The sudden hard slaps were inundated by the snarls and howls of trolls as they slammed aside their puny opponents. The aliens were swift, sure, moving with enormous power and sudden, almost ballet-like agility. In their single-footed swerves, their quick ducks to avoid a rifle shot, their flicked blows that struck with devastating power, Miyuki saw how a billion yea
rs of evolution had engineered reflexes intricately suited to the lesser gravity.
But then the concerted splatting violence took them down. Their elegant, intelligent attack had not counted on a volley of automatic fire. The great, bright-eyed beasts fell even as they surged on, oblivious to danger.
The last few reached Miyuki and she saw, in slow-motion surrealism, the flushed, heady expression on a troll which stumbled as it took a round in its massive right arm. It’s ecstatic, she thought.
But it would not be stopped by one shot. It staggered, looking for another enemy to take, and saw her. Red eyes filled with purple pupils widened. It swung its left arm, claws arcing out—and she ducked.

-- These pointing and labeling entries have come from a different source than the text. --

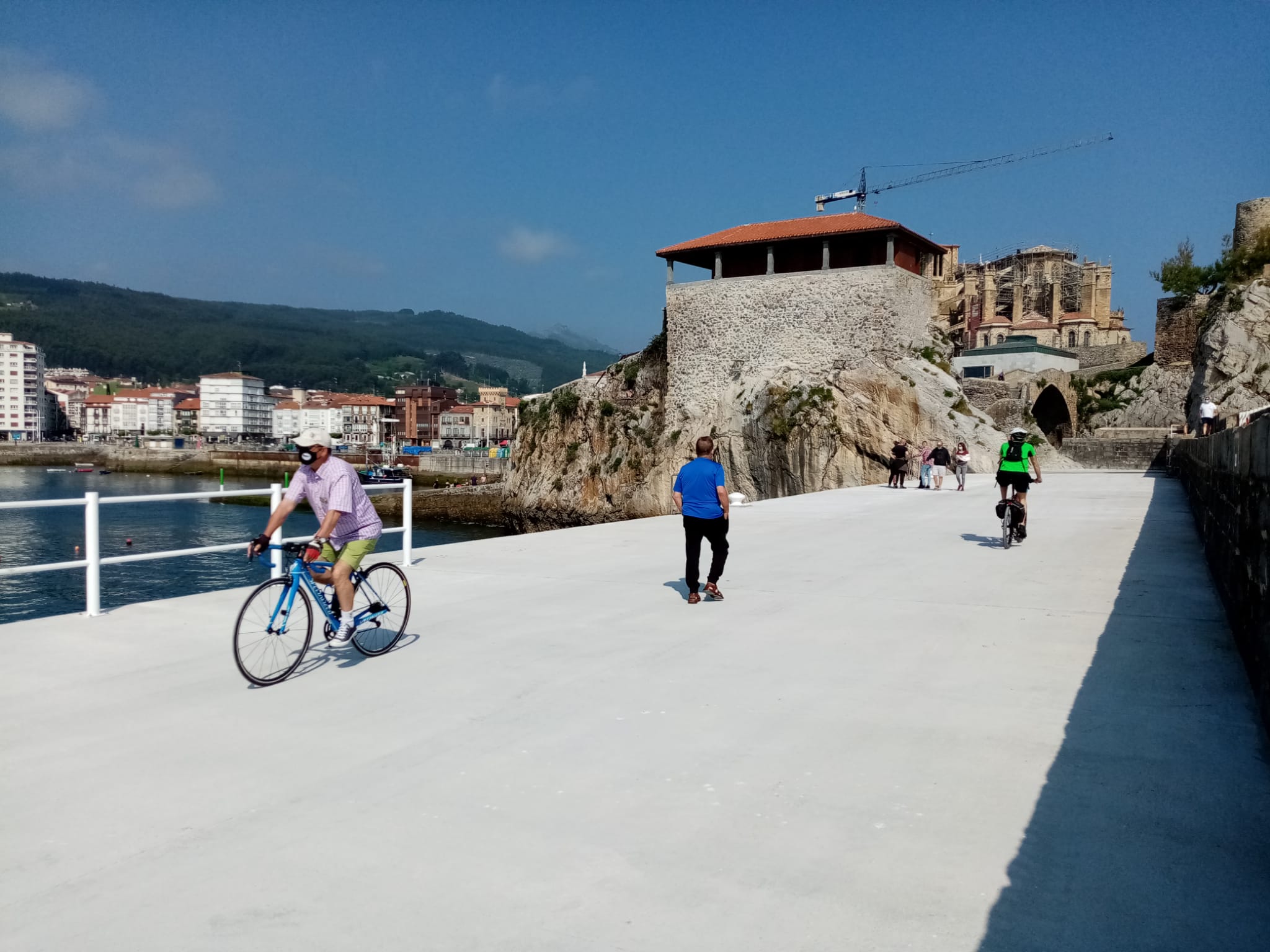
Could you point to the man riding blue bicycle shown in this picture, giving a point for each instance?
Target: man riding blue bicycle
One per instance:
(349, 524)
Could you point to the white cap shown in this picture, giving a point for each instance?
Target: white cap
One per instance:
(313, 438)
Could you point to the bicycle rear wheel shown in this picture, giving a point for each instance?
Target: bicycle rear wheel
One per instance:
(383, 589)
(269, 640)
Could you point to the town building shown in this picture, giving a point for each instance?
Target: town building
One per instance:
(418, 413)
(1041, 293)
(826, 294)
(22, 390)
(456, 427)
(366, 419)
(97, 415)
(187, 416)
(70, 391)
(1019, 352)
(234, 408)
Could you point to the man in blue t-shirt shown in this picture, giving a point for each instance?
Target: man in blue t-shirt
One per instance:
(699, 494)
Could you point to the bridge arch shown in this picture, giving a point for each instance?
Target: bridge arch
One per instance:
(1054, 414)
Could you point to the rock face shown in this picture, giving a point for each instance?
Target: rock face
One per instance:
(611, 451)
(1156, 398)
(1233, 355)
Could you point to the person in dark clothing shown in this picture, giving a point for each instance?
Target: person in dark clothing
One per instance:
(940, 460)
(898, 464)
(700, 495)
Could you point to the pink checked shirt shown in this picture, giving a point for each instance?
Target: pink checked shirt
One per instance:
(335, 487)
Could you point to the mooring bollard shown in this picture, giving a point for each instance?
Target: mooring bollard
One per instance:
(276, 555)
(407, 517)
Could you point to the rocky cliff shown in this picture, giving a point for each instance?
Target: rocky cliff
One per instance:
(603, 451)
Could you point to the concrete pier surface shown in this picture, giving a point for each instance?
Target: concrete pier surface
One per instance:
(892, 735)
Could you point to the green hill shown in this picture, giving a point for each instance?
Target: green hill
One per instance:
(115, 332)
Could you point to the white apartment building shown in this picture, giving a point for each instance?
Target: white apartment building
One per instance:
(162, 409)
(234, 407)
(22, 390)
(363, 419)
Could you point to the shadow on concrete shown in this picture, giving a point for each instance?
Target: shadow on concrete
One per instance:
(321, 654)
(986, 541)
(1152, 831)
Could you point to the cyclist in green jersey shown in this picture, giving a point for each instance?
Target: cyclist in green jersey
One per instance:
(1013, 467)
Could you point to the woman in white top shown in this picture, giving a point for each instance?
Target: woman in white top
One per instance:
(962, 460)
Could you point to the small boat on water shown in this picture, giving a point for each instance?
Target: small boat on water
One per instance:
(379, 475)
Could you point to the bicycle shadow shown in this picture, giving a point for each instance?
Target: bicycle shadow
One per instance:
(322, 654)
(985, 541)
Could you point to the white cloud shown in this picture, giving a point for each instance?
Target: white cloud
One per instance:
(37, 98)
(530, 247)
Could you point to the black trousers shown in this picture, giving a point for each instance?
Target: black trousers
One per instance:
(694, 531)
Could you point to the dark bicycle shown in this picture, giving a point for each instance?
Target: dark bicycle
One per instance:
(275, 626)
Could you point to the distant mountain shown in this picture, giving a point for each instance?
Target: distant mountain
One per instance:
(115, 332)
(568, 337)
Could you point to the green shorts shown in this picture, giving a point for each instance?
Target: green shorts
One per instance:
(353, 552)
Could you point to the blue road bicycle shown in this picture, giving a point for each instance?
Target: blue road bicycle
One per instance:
(276, 624)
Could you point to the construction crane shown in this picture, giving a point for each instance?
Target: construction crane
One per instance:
(864, 191)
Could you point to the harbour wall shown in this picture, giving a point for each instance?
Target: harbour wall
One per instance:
(1227, 479)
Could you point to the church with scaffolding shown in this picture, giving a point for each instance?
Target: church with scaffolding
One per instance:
(1039, 293)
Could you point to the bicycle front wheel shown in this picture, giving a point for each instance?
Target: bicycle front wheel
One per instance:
(384, 597)
(271, 637)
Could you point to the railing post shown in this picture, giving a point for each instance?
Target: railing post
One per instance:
(93, 557)
(407, 519)
(276, 555)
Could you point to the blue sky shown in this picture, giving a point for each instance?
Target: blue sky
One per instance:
(521, 163)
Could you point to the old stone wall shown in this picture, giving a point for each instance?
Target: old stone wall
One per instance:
(1110, 355)
(1178, 322)
(813, 323)
(1250, 218)
(1118, 454)
(1227, 478)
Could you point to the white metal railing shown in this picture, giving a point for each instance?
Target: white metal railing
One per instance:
(93, 560)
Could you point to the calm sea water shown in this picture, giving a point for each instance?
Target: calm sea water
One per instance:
(31, 536)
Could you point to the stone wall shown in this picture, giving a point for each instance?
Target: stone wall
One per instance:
(1118, 454)
(1227, 478)
(814, 323)
(1178, 322)
(1109, 355)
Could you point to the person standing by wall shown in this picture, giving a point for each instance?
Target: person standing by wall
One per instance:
(700, 495)
(923, 472)
(962, 460)
(898, 464)
(940, 461)
(1207, 416)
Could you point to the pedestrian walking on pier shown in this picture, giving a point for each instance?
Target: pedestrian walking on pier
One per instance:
(898, 464)
(962, 457)
(923, 472)
(701, 498)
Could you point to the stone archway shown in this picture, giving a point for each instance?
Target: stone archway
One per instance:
(1053, 414)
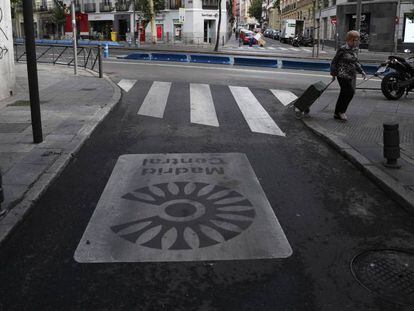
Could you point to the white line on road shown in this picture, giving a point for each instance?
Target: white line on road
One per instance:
(126, 84)
(202, 106)
(256, 116)
(156, 100)
(285, 97)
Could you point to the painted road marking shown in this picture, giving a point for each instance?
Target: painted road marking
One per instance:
(202, 106)
(156, 100)
(126, 84)
(182, 207)
(256, 116)
(285, 97)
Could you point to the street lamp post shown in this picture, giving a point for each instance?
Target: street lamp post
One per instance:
(74, 30)
(397, 25)
(32, 71)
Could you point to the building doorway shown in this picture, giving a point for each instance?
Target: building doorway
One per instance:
(209, 30)
(123, 29)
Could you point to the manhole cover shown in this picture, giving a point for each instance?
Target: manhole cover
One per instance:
(388, 273)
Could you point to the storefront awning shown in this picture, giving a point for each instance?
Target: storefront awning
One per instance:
(100, 17)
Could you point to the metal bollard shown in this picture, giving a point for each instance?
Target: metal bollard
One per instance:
(391, 145)
(2, 211)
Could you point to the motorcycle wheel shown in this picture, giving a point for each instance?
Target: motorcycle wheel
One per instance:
(389, 86)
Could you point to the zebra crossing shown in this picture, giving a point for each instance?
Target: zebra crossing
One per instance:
(202, 106)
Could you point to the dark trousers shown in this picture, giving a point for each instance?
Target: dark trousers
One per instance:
(345, 95)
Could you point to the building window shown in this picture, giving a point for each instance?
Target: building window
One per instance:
(210, 4)
(175, 4)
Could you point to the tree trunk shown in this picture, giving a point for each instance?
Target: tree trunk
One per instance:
(218, 28)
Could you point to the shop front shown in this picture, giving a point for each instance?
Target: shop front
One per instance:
(377, 24)
(101, 26)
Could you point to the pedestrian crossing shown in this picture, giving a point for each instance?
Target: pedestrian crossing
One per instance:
(202, 107)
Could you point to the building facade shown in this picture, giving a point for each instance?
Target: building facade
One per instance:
(381, 22)
(192, 21)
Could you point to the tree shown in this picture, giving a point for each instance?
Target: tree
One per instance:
(255, 9)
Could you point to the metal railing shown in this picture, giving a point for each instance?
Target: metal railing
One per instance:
(89, 57)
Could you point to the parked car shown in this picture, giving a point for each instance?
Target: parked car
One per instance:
(245, 36)
(276, 34)
(268, 32)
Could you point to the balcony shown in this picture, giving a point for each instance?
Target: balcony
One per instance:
(106, 7)
(210, 4)
(89, 7)
(121, 6)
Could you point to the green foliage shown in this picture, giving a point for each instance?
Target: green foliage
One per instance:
(410, 15)
(144, 7)
(255, 9)
(14, 4)
(58, 14)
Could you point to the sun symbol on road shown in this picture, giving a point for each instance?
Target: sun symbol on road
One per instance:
(188, 215)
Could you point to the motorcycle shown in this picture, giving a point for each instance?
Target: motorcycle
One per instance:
(398, 76)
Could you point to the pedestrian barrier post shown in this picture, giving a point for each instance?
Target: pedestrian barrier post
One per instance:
(391, 138)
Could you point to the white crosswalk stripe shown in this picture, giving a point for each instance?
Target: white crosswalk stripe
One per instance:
(285, 97)
(202, 106)
(256, 116)
(126, 84)
(156, 100)
(203, 111)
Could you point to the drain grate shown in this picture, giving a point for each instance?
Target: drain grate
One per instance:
(388, 273)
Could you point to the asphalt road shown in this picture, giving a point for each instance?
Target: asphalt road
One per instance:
(327, 209)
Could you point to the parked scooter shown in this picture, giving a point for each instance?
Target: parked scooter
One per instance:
(398, 76)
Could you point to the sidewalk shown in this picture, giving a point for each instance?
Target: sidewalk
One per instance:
(71, 107)
(360, 139)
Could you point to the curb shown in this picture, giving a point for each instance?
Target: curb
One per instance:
(16, 215)
(379, 177)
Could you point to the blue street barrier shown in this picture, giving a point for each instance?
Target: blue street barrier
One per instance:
(370, 69)
(317, 66)
(169, 57)
(140, 56)
(209, 59)
(257, 62)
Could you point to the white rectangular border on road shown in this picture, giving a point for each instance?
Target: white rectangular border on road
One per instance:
(182, 207)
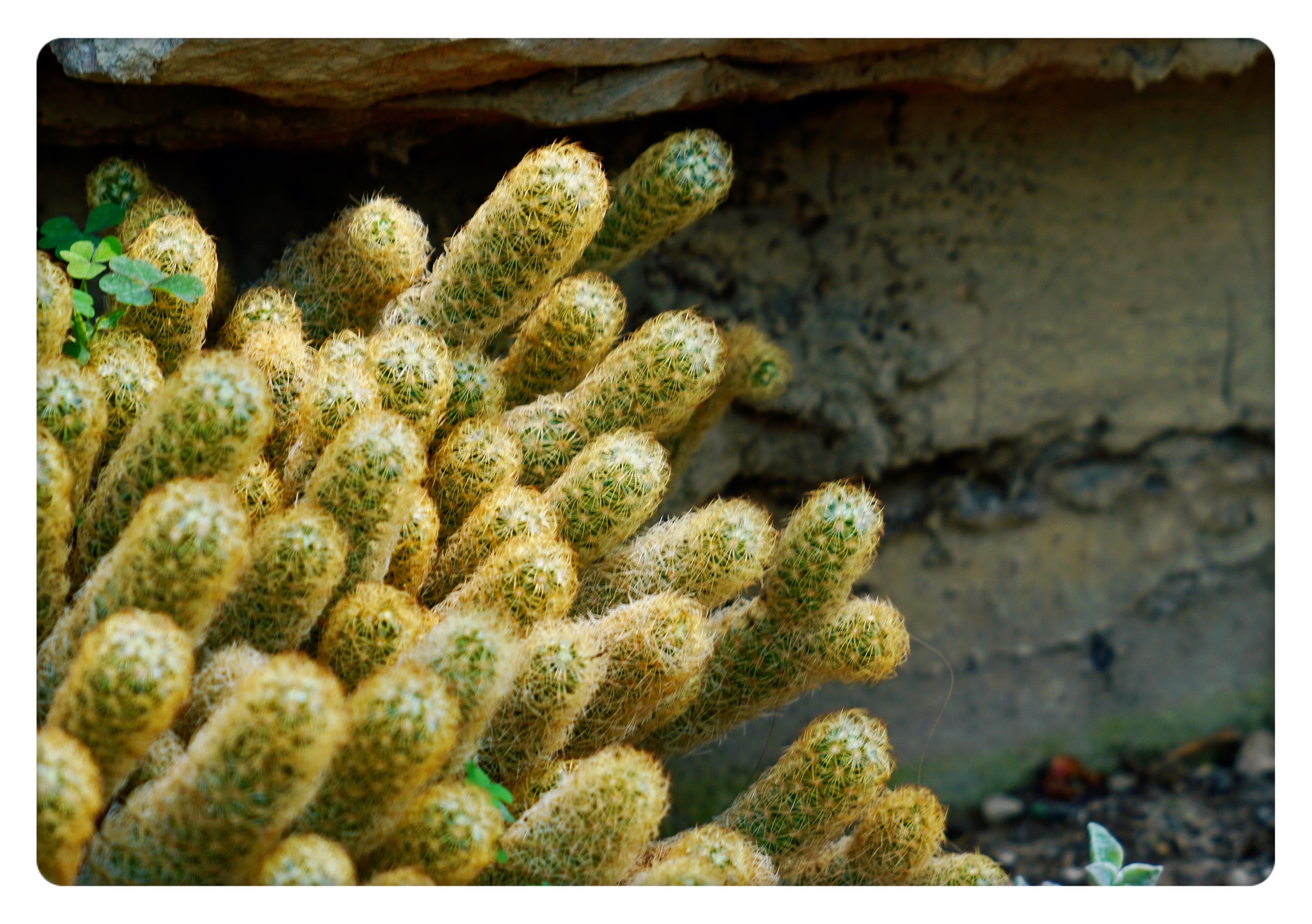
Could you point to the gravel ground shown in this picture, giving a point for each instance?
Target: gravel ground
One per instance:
(1206, 813)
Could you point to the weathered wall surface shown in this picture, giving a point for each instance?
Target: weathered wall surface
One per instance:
(1038, 322)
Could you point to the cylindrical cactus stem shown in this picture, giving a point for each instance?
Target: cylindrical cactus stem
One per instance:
(563, 666)
(570, 331)
(402, 876)
(222, 806)
(71, 406)
(478, 458)
(124, 690)
(365, 479)
(416, 550)
(289, 367)
(655, 379)
(415, 375)
(671, 185)
(520, 242)
(500, 517)
(823, 783)
(959, 869)
(209, 418)
(591, 827)
(451, 833)
(336, 392)
(402, 729)
(54, 527)
(703, 856)
(900, 832)
(654, 645)
(117, 181)
(478, 391)
(550, 435)
(255, 308)
(366, 628)
(151, 207)
(54, 308)
(862, 641)
(68, 801)
(477, 653)
(218, 677)
(755, 369)
(712, 554)
(528, 580)
(297, 559)
(344, 275)
(306, 860)
(608, 491)
(175, 244)
(180, 556)
(129, 376)
(260, 492)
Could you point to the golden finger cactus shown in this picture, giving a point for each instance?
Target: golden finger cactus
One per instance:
(255, 308)
(344, 275)
(655, 379)
(570, 331)
(209, 418)
(670, 187)
(413, 369)
(54, 308)
(712, 555)
(520, 242)
(478, 390)
(365, 479)
(451, 833)
(528, 580)
(260, 492)
(591, 827)
(755, 369)
(608, 491)
(563, 666)
(705, 856)
(654, 645)
(68, 800)
(246, 776)
(402, 876)
(129, 376)
(478, 654)
(180, 556)
(289, 366)
(71, 406)
(500, 517)
(117, 181)
(959, 869)
(306, 860)
(823, 783)
(478, 458)
(366, 628)
(220, 675)
(122, 691)
(298, 557)
(416, 550)
(54, 527)
(150, 207)
(175, 244)
(550, 435)
(402, 729)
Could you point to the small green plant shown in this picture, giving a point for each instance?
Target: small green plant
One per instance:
(132, 282)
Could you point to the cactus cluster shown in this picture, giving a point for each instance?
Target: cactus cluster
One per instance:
(347, 599)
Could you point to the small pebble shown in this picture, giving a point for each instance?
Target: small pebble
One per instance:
(1001, 808)
(1257, 754)
(1122, 783)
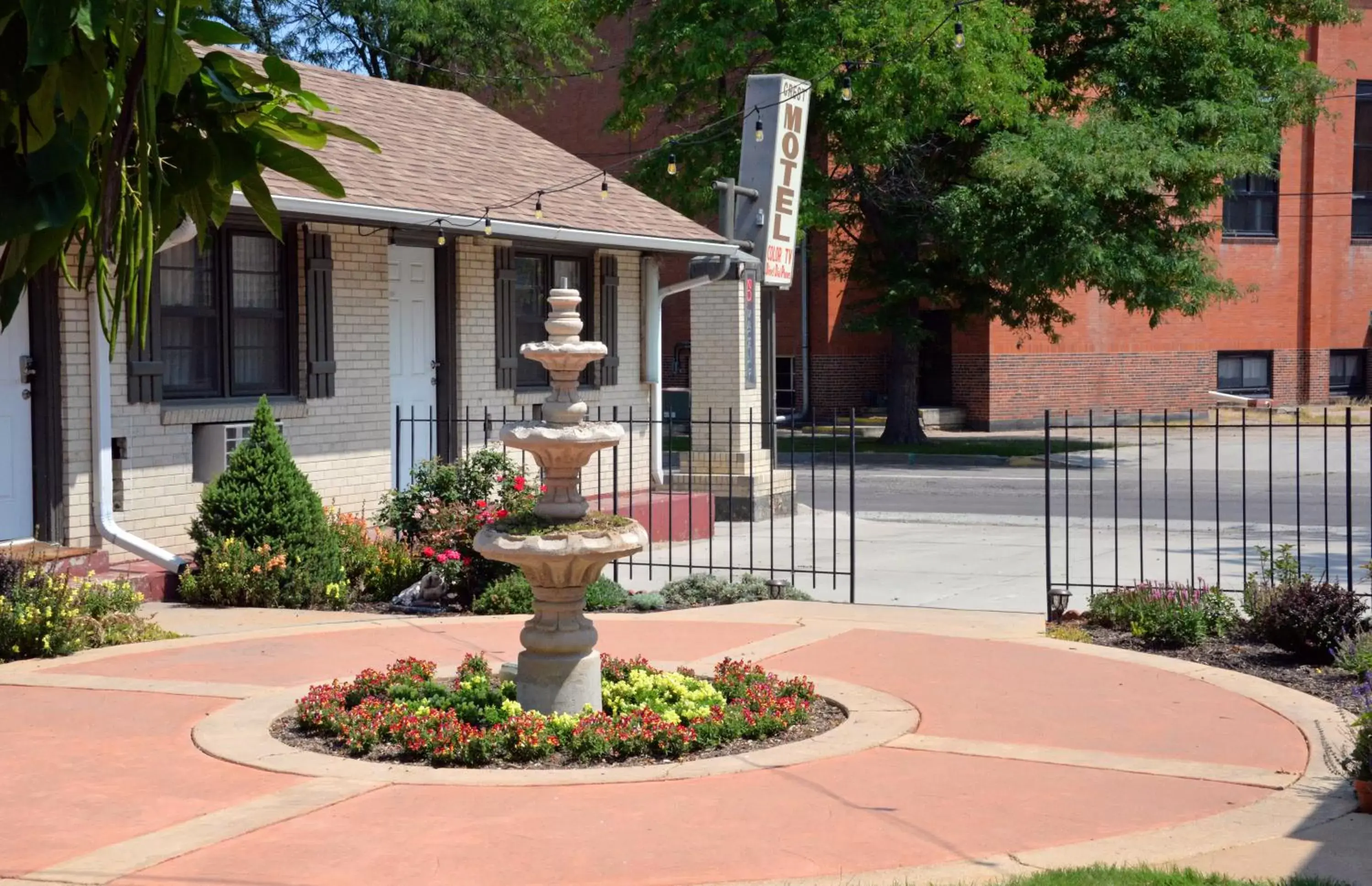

The swipe whistled over her ear, caught her with a thunk in the scalp. It was more a sound, a booming, than a felt blow. She flew through the air, turning, suddenly and abstractly registering the pale blue, cloud-quilted sky, and then she landed on her left shoulder and rolled. A quick rasping brrrrt cut through a strange hollow silence that had settled around her. She looked up into the sky and the troll eclipsed this view like a red-brown thundercloud. It was not looking at her, but instead seemed to be gazing off into a world it could not comprehend. Then it felt the tug of mortality and orbited down into the acrid clouds of dust stirred by the battle, landing solidly beside her, not rolling, its sour breath coughing out for the last time.
5.
I-Witnessing
They devoted three days to studying the fields and burying the bodies. A pall spread among them, the radio crackled with questions, and mission command wrung from each fact a symphony of meaning, of blame, of outrage.
Miyuki was doubly glad that she had not sought a higher post in this exploration party. Koremasa had to feed the appetite of his superiors, safely orbiting Genji, with data, photos, transcripts, explanations, analysis. Luckily, two cameras had recorded most of the battle. Watching these images again and again, Miyuki felt a chill at the speed and intelligence of the troll assault. Her own head wound was nothing compared to the bloody cuts and gougings many others had received.